According to a report from the House of Commons Defence Committee, titled “Re-thinking defence to meet new threats”, it is unclear as to how work on cyber warfare has developed in the Armed Forces. “The Government should tell us when it will finalise its doctrine and guidance on the use of cyber defence and warfare,” the committee said.
The committee urged the Ministry of Defence (MoD) to re-establish a Defence Historical Analysis and Conflict Research Centre in order to address the lessons of recent conflicts and to investigate current trends in warfare.

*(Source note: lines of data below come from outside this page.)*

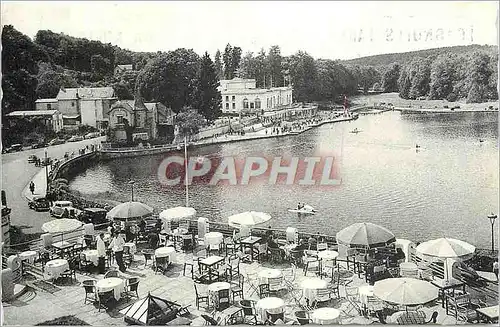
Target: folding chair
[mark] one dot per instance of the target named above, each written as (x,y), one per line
(352,297)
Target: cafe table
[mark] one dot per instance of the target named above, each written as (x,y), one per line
(28,256)
(310,286)
(91,255)
(112,283)
(165,251)
(249,243)
(325,316)
(265,274)
(54,268)
(271,304)
(214,288)
(209,264)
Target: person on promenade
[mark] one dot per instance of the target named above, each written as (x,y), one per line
(117,246)
(101,253)
(495,267)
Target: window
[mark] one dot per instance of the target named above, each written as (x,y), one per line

It welcomed the Armed Forces’ focus on keeping pace with the developments of the “information age” in gathering intelligence, but it said that the fast pace of change requires the Armed Forces to exploit all areas of expertise, and it called on the MoD to examine opportunities for work in partnership with academics and the private sector.
“However, the gathering of intelligence represents only part of the picture,” it said. “Combating asymmetric subversion and understanding ambiguous Russian tactics also requires a deep understanding of the country itself. Re-developing and maintaining the capacity for proper analysis and assessment of events in Russia and other areas where the UK Armed Forces may be engaged is as important as the gathering of intelligence itself.”
Russia was mentioned following the 2007 attack on Estonia, and the committee said that the Government needs to put in place the operations to defend against the opportunity which cyber presents, as it has not yet done this yet.
“It is time the Government approached this subject with vigour,” the committee said. “The UK has declared that it has a cyber capability within the Armed Forces and that it has an offensive capability led by the RAF with reservists forming a major element. However, General Lamb noted that there was, as yet, no doctrine on the use of a cyber capability.
Lieutenant General (retired) Sir Graeme Lamb said that he saw the merging of cyber into the Future Force 2020 structure as a “complicated space”, admitting that “we have left it unattended, probably since we first saw it emerging”.
In intelligence, Lamb said that the problem would not be solved by throwing money and personnel at it, but it needed more imaginative solutions, in particular, the use of external experts including those working in the commercial sector.